Television ambushed him in 1991, when Gulf War coverage on CNN requiring, in those days, a satellite dish the size of a small bungalow made the penny drop. He walked out of his job at the Centre for Science and Environment and set about proving that television would be the most powerful instrument India had ever seen.
There were, inevitably, lean years. He freelanced. He pitched. At one dispiriting interview, a recruiter told him flatly he did not have what it took and ought to go back to print. “I came back disheartened,” he tells Variety. “But it just reinforced my determination.” The recruiter’s channel no longer exists.

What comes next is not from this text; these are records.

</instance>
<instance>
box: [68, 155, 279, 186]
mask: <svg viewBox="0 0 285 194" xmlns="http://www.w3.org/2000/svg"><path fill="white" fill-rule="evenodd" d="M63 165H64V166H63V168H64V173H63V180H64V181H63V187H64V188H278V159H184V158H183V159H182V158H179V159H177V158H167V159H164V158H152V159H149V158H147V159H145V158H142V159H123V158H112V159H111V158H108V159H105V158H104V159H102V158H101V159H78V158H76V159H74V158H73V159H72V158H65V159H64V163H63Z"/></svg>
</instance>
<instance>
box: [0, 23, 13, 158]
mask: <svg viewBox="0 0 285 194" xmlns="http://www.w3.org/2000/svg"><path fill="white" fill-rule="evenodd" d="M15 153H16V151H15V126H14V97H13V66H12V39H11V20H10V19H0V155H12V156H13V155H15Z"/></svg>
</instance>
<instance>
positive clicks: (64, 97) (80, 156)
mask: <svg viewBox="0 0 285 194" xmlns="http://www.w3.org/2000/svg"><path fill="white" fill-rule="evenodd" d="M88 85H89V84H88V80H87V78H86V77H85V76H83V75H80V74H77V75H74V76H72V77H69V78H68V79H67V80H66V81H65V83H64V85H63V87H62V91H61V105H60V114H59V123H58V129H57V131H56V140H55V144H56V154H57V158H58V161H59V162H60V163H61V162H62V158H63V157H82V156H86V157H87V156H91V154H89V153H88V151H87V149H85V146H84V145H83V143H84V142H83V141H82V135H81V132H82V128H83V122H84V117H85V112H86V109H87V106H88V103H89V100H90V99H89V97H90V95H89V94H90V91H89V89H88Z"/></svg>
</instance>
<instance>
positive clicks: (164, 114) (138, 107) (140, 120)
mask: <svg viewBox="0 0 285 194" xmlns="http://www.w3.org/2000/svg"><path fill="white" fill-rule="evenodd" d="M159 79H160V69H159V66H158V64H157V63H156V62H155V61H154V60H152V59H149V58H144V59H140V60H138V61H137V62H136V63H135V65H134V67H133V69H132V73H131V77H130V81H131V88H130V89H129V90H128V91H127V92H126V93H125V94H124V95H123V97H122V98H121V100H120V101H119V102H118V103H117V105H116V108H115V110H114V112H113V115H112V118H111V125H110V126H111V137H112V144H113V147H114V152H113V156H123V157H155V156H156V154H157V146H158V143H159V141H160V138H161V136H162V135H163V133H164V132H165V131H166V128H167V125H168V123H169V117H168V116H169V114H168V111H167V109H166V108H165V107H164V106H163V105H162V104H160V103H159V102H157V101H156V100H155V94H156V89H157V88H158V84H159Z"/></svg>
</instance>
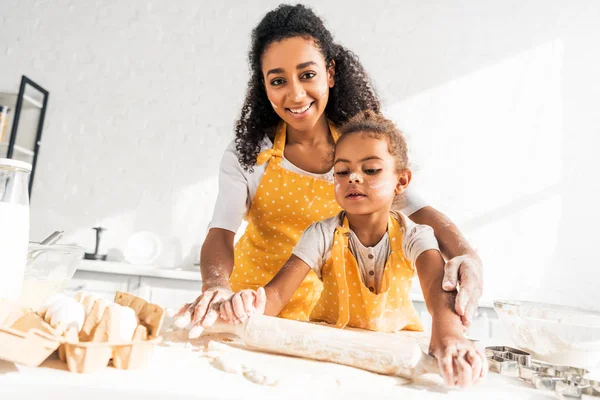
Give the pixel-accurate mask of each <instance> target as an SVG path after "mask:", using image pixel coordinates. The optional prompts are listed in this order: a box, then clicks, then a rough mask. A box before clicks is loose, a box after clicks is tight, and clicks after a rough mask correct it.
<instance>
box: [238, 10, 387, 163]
mask: <svg viewBox="0 0 600 400" xmlns="http://www.w3.org/2000/svg"><path fill="white" fill-rule="evenodd" d="M297 36H301V37H305V38H308V39H313V40H314V41H315V44H316V45H317V46H318V47H319V49H320V50H321V53H322V54H323V57H324V58H325V63H326V65H327V66H330V65H331V61H332V60H333V61H334V62H335V85H334V87H333V88H332V89H330V92H329V101H328V102H327V106H326V107H325V115H326V116H327V118H329V120H331V121H332V122H333V123H334V124H336V125H339V124H343V123H344V122H346V121H347V120H348V119H349V118H351V117H353V116H354V115H356V114H358V113H359V112H361V111H363V110H372V111H374V112H376V113H379V111H380V104H379V99H378V97H377V95H376V93H375V90H374V89H373V87H372V85H371V82H370V80H369V77H368V76H367V73H366V72H365V70H364V68H363V66H362V65H361V64H360V62H359V60H358V57H357V56H356V55H355V54H354V53H352V52H351V51H349V50H347V49H346V48H344V47H342V46H341V45H339V44H337V43H335V42H334V40H333V36H332V35H331V33H330V32H329V31H328V30H327V28H325V25H324V24H323V21H322V20H321V18H319V17H318V16H317V15H316V14H315V13H314V12H313V11H312V10H311V9H310V8H308V7H305V6H303V5H301V4H298V5H295V6H291V5H287V4H282V5H280V6H278V7H277V8H276V9H275V10H273V11H270V12H268V13H267V14H266V15H265V17H264V18H263V19H262V20H261V21H260V23H259V24H258V26H257V27H256V28H254V30H253V31H252V45H251V49H250V53H249V56H248V58H249V60H248V61H249V64H250V73H251V76H250V81H249V82H248V89H247V91H246V99H245V100H244V105H243V106H242V112H241V115H240V118H239V120H238V121H237V123H236V127H235V132H236V134H235V143H236V149H237V151H238V152H239V154H240V155H239V162H240V164H241V165H242V167H243V168H244V169H245V170H246V171H248V170H249V171H252V167H253V166H254V164H255V163H256V157H257V156H258V153H259V152H260V144H261V141H262V140H263V139H264V137H265V135H270V134H272V133H273V132H274V130H275V128H276V126H277V124H278V123H279V121H280V118H279V116H278V115H277V114H276V113H275V111H274V110H273V108H272V106H271V104H270V103H269V99H268V98H267V93H266V91H265V87H264V81H263V76H262V55H263V52H264V51H265V49H266V48H267V46H268V45H269V44H271V43H273V42H276V41H280V40H283V39H287V38H290V37H297Z"/></svg>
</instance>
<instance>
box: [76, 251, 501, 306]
mask: <svg viewBox="0 0 600 400" xmlns="http://www.w3.org/2000/svg"><path fill="white" fill-rule="evenodd" d="M77 271H84V272H99V273H105V274H117V275H133V276H147V277H152V278H163V279H175V280H183V281H198V282H199V281H201V280H202V276H201V275H200V267H196V269H191V268H190V269H183V270H182V269H175V268H168V267H159V266H154V265H132V264H127V263H123V262H114V261H90V260H82V262H81V265H80V266H79V268H77ZM410 299H411V300H412V301H418V302H421V303H423V302H425V299H424V298H423V293H422V292H421V286H420V284H419V280H418V278H417V277H416V276H415V278H414V281H413V286H412V290H411V292H410ZM479 306H480V307H486V308H493V307H494V302H493V299H492V298H491V297H489V296H486V295H484V296H483V297H482V298H481V299H480V301H479Z"/></svg>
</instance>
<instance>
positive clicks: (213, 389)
mask: <svg viewBox="0 0 600 400" xmlns="http://www.w3.org/2000/svg"><path fill="white" fill-rule="evenodd" d="M208 339H209V338H201V339H199V340H198V341H196V342H193V343H186V342H184V341H181V340H180V339H177V338H176V337H172V338H171V339H168V340H165V342H164V343H163V344H162V345H161V346H159V347H157V348H156V350H155V353H154V356H153V358H152V360H151V362H150V364H149V366H148V367H147V368H145V369H142V370H137V371H121V370H117V369H114V368H106V369H104V370H101V371H99V372H97V373H94V374H81V375H79V374H74V373H70V372H67V371H66V368H65V366H64V365H63V364H62V363H60V361H59V360H58V359H49V360H47V361H46V362H45V363H44V364H42V366H41V367H39V368H28V367H23V366H18V365H14V364H12V363H6V362H3V361H0V398H1V399H31V398H38V399H61V400H70V399H77V400H82V399H84V400H94V399H102V400H121V399H123V400H132V399H138V398H139V399H144V400H152V399H241V398H243V399H278V400H280V399H282V398H306V397H307V396H309V397H310V398H311V399H314V398H352V399H354V398H372V397H375V398H378V399H379V398H383V399H388V398H389V399H399V398H403V399H407V398H418V399H423V398H425V399H430V398H431V399H506V398H511V399H512V400H514V399H552V398H555V397H554V395H553V394H552V393H545V392H541V391H537V390H535V389H533V388H531V387H529V386H527V385H526V384H524V383H521V382H520V381H518V380H517V379H511V378H505V377H502V376H499V375H497V374H494V373H490V374H489V375H488V377H487V378H486V380H484V381H482V382H480V383H479V384H477V385H475V386H474V387H473V388H470V389H468V390H464V391H461V390H454V389H452V390H445V389H444V388H443V387H440V386H438V385H437V383H438V382H439V380H438V379H435V377H431V376H430V377H426V378H424V379H423V380H422V381H419V382H416V383H410V382H407V381H405V380H403V379H402V378H396V377H389V376H383V375H378V374H373V373H370V372H366V371H362V370H358V369H355V368H350V367H346V366H342V365H336V364H330V363H324V362H317V361H311V360H304V359H299V358H293V357H283V356H275V355H271V354H265V353H257V352H252V351H249V350H245V349H241V348H236V347H232V346H229V345H227V344H226V343H225V344H221V343H217V344H216V345H214V346H213V345H211V347H209V349H208V353H207V352H206V348H205V346H206V343H207V342H208ZM213 344H214V342H213ZM208 357H211V358H208ZM223 370H227V371H230V372H224V371H223ZM255 382H263V383H266V384H267V385H263V384H258V383H255ZM269 385H272V386H269Z"/></svg>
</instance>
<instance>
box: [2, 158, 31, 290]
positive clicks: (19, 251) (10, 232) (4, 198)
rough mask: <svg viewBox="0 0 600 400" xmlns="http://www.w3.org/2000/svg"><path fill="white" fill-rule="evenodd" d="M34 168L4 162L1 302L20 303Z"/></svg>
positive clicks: (2, 200)
mask: <svg viewBox="0 0 600 400" xmlns="http://www.w3.org/2000/svg"><path fill="white" fill-rule="evenodd" d="M30 173H31V164H28V163H26V162H23V161H18V160H12V159H6V158H0V298H5V299H10V300H15V301H16V300H17V299H18V298H19V294H20V292H21V286H22V284H23V275H24V274H25V260H26V258H27V247H28V245H29V190H28V185H29V174H30Z"/></svg>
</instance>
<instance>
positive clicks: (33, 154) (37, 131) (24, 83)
mask: <svg viewBox="0 0 600 400" xmlns="http://www.w3.org/2000/svg"><path fill="white" fill-rule="evenodd" d="M28 86H30V87H32V88H33V89H35V90H37V91H38V92H39V93H40V94H41V96H42V98H43V100H42V107H41V108H40V118H39V120H38V125H37V132H36V137H35V145H34V150H33V160H32V162H31V174H30V176H29V197H30V198H31V190H32V188H33V178H34V177H35V167H36V165H37V160H38V156H39V149H40V146H41V143H42V130H43V129H44V119H45V118H46V109H47V108H48V98H49V97H50V92H48V90H46V89H44V88H43V87H42V86H40V85H39V84H37V83H36V82H34V81H33V80H31V79H29V78H28V77H27V76H25V75H23V76H22V77H21V85H20V87H19V94H18V96H17V103H16V106H15V116H14V119H13V125H12V130H11V133H10V139H9V143H8V151H7V153H6V157H7V158H13V152H14V147H15V143H16V141H17V133H18V132H17V131H18V129H19V119H20V117H21V110H22V109H23V97H24V96H25V91H26V90H27V88H28Z"/></svg>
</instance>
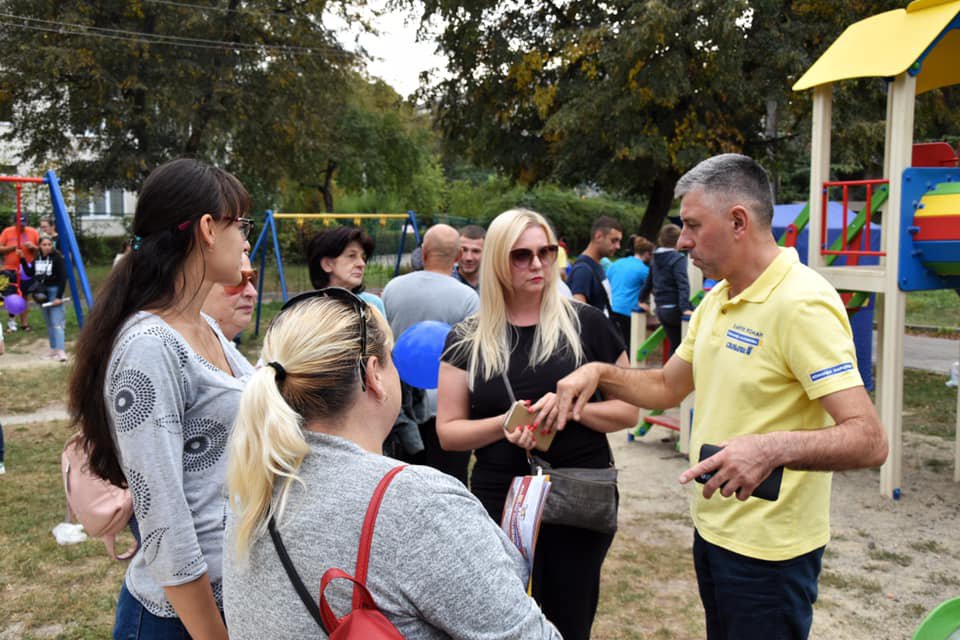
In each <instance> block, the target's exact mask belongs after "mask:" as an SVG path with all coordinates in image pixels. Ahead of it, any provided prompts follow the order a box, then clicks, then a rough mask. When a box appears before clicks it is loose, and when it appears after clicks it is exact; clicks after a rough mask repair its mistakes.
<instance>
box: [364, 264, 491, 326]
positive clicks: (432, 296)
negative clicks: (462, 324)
mask: <svg viewBox="0 0 960 640" xmlns="http://www.w3.org/2000/svg"><path fill="white" fill-rule="evenodd" d="M380 295H381V298H382V299H383V306H384V307H386V308H387V322H389V323H390V329H391V330H392V331H393V335H394V337H395V338H399V337H400V334H402V333H403V332H404V331H406V330H407V329H409V328H410V327H412V326H413V325H415V324H417V323H418V322H423V321H424V320H436V321H438V322H446V323H447V324H449V325H450V326H451V327H452V326H453V325H455V324H457V323H458V322H460V321H461V320H464V319H465V318H467V317H468V316H472V315H473V314H474V313H476V312H477V309H479V308H480V298H478V297H477V292H476V291H474V290H473V289H471V288H470V287H468V286H467V285H465V284H463V283H462V282H460V281H459V280H457V279H456V278H454V277H453V276H450V275H448V274H442V273H434V272H432V271H414V272H413V273H408V274H406V275H403V276H399V277H397V278H394V279H393V280H391V281H390V282H388V283H387V286H386V287H384V289H383V293H381V294H380Z"/></svg>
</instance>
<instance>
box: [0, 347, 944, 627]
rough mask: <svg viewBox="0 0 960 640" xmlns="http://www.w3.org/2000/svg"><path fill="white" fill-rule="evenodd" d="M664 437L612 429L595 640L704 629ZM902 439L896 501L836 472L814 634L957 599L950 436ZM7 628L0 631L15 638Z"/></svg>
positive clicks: (695, 579) (52, 366) (654, 429)
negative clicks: (611, 455) (619, 470)
mask: <svg viewBox="0 0 960 640" xmlns="http://www.w3.org/2000/svg"><path fill="white" fill-rule="evenodd" d="M45 351H46V341H45V340H43V339H42V338H38V339H37V340H34V341H31V342H30V343H26V344H19V345H17V349H15V350H10V349H8V351H7V354H6V355H4V356H0V373H5V372H9V371H10V370H11V369H15V368H17V367H36V366H50V367H56V366H60V367H62V366H65V365H64V364H62V363H57V362H52V361H47V360H41V359H39V356H40V355H41V354H43V353H45ZM2 380H3V378H2V376H0V383H2ZM42 411H45V412H49V415H43V416H41V415H40V412H38V413H36V414H33V415H30V416H27V415H24V416H16V417H14V416H8V417H6V418H4V423H5V424H7V423H8V421H10V420H14V419H16V418H23V420H25V421H27V422H36V421H43V420H47V419H49V420H53V419H59V418H62V417H63V415H61V413H62V411H63V409H62V405H61V406H60V407H59V408H58V407H52V406H51V407H45V408H44V409H43V410H42ZM54 413H56V415H54ZM18 421H19V420H18ZM672 435H673V434H672V433H671V432H668V431H666V430H663V429H660V428H654V429H652V430H651V432H650V433H649V434H648V435H647V436H646V437H645V438H642V439H638V440H637V441H636V442H633V443H627V438H626V434H625V433H617V434H614V435H611V436H610V443H611V446H612V447H613V449H614V454H615V456H616V460H617V466H618V468H619V469H620V491H621V506H620V530H619V531H618V533H617V536H616V539H615V541H614V544H613V547H612V548H611V551H610V554H609V555H608V557H607V561H606V563H605V564H604V571H603V581H602V586H601V597H600V607H599V610H598V615H597V618H596V622H595V624H594V628H593V637H594V638H596V639H598V640H620V639H646V638H650V639H654V638H656V639H661V640H666V639H674V640H687V639H695V638H703V637H704V625H703V611H702V609H701V607H700V601H699V597H698V595H697V586H696V577H695V575H694V571H693V565H692V561H691V558H690V545H691V541H692V537H693V529H692V522H691V519H690V515H689V506H688V505H689V494H688V491H690V490H693V489H688V488H687V487H683V486H681V485H680V484H679V483H677V481H676V478H677V476H678V475H679V474H680V472H681V471H682V470H683V469H684V468H686V466H687V462H686V458H685V456H681V455H680V454H678V453H677V452H676V448H675V445H674V442H673V440H672ZM903 447H904V448H903V486H902V498H901V499H900V500H899V501H893V500H891V499H890V498H887V497H885V496H882V495H880V489H879V487H880V479H879V473H878V472H877V471H876V470H865V471H855V472H845V473H836V474H834V480H833V495H832V510H831V517H832V534H833V539H832V541H831V542H830V544H828V545H827V550H826V553H825V555H824V568H823V573H822V574H821V576H820V597H819V601H818V602H817V604H816V607H815V614H814V623H813V630H812V633H811V638H812V639H813V640H864V639H866V638H881V639H884V640H896V639H901V638H910V637H911V635H912V633H913V631H914V630H915V629H916V627H917V626H918V624H919V623H920V621H921V620H922V619H923V617H924V616H925V615H926V614H927V612H929V611H930V610H931V609H933V608H934V607H935V606H936V605H937V604H939V603H940V602H942V601H944V600H946V599H947V598H950V597H954V596H957V595H960V517H958V516H960V484H955V483H954V482H953V481H952V479H953V447H954V443H953V441H952V440H945V439H943V438H939V437H935V436H925V435H919V434H915V433H910V432H906V433H905V434H904V441H903ZM105 615H106V614H105ZM9 632H10V630H8V633H9ZM12 633H14V635H13V636H10V635H3V634H0V636H2V637H18V635H19V634H18V633H17V631H16V630H13V631H12ZM52 635H57V634H56V633H54V634H52Z"/></svg>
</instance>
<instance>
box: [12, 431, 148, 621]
mask: <svg viewBox="0 0 960 640" xmlns="http://www.w3.org/2000/svg"><path fill="white" fill-rule="evenodd" d="M69 433H70V432H69V430H68V429H67V427H66V425H65V423H63V422H53V423H45V424H32V425H25V427H24V428H17V429H9V428H8V429H7V434H6V435H7V438H6V448H7V455H6V464H7V474H6V475H5V476H3V478H2V481H0V504H2V505H3V510H2V515H0V548H2V549H3V553H2V554H0V584H2V585H3V594H4V595H3V598H0V620H2V621H3V622H2V623H0V627H2V629H0V635H4V632H6V633H8V634H11V635H7V636H5V637H18V638H21V637H22V638H35V637H57V638H91V639H92V638H107V637H109V636H110V629H111V626H112V622H113V610H114V608H115V607H116V596H117V593H118V592H119V591H120V583H121V579H122V576H123V572H124V570H125V568H126V565H125V564H123V563H120V562H114V561H112V560H110V559H108V558H107V557H106V555H105V552H104V546H103V543H101V542H100V541H99V540H90V541H87V542H85V543H82V544H79V545H70V546H64V547H61V546H59V545H57V543H56V541H55V540H54V538H53V535H52V534H51V533H50V530H51V529H52V528H53V526H54V525H55V524H56V523H57V522H60V521H61V520H63V518H64V501H63V500H64V499H63V487H62V485H61V484H60V467H59V462H60V450H61V448H62V447H63V443H64V441H65V440H66V439H67V437H68V436H69ZM130 541H131V538H130V537H129V536H128V535H126V534H125V535H124V536H123V537H122V539H121V542H120V545H121V548H124V549H125V548H126V546H127V545H128V544H129V543H130ZM14 629H15V630H16V632H13V631H11V630H14ZM13 634H15V635H13Z"/></svg>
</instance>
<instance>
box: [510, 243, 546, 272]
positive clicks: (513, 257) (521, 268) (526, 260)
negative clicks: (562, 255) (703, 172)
mask: <svg viewBox="0 0 960 640" xmlns="http://www.w3.org/2000/svg"><path fill="white" fill-rule="evenodd" d="M534 255H536V256H537V258H538V259H539V260H540V263H541V264H543V265H544V266H546V265H550V264H553V263H554V262H556V260H557V245H555V244H547V245H544V246H542V247H540V248H539V249H537V251H536V253H534V251H533V249H514V250H512V251H511V252H510V262H512V263H513V266H515V267H516V268H517V269H527V268H529V267H530V264H531V263H532V262H533V256H534Z"/></svg>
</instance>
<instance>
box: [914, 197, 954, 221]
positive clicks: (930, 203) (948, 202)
mask: <svg viewBox="0 0 960 640" xmlns="http://www.w3.org/2000/svg"><path fill="white" fill-rule="evenodd" d="M920 202H922V203H923V209H918V210H917V212H916V213H915V214H914V217H915V218H929V217H932V216H960V194H950V195H943V196H931V195H926V196H924V197H923V198H922V199H921V200H920Z"/></svg>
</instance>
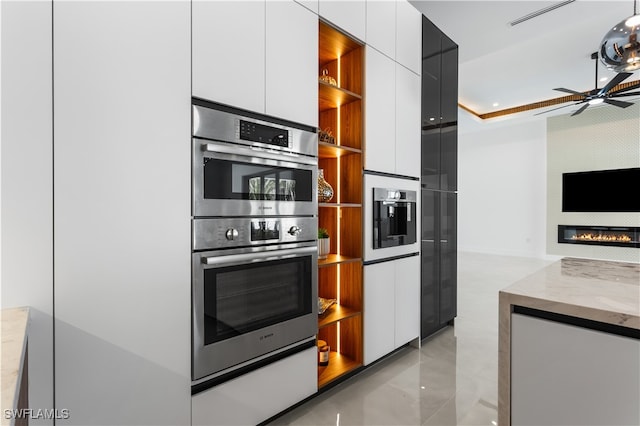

His break came when Aroon Purie gave him the nod to help launch Aaj Tak. Then came Star India, where Rupert Murdoch’s instinct, “the power of a billion people and a democracy; how wrong could you go?” aligned perfectly with Shankar’s own. He dragged the network into Bengali, Marathi, Malayalam, Kannada and Telugu. He launched a Kabaddi League when a friend told him he’d grown too arrogant to see straight. Some 450 to 500 million people now watch the sport.
He is equally pitiless on Bollywood. The spy thriller Dhurandhar has been one of the industry’s biggest recent hits but Shankar credits its success not to any systemic improvement in Hindi cinema, rather to the fact that it was made by outsiders. “Cricket has done one brilliant thing: it has opened the talent gate far and wide,” he says. Bollywood keeps fishing in the same small pond. “The viewers of cinema have moved far ahead of the makers of cinema. That is the big crisis.”
One pointed data point on the wider industry: active connected TV sets in India now outnumber pay TV households. The transition has happened. What hasn’t is any meaningful innovation in monetisation streaming still runs on the same advertising-and-subscription model newspapers invented a century ago. AI, he argues, is not a threat to creativity but a tool to drive down unit costs and unlock new revenue. He rejects the label “media company” for JioStar entirely. Technology and creativity, he insists, are the only honest description.
And yet the man saying so spent his formative years filing from flood plains and drought-hit villages. “At heart,” he tells Variety, “I’ve remained a journalist.”
It was, after all, the trade that saved him from politics.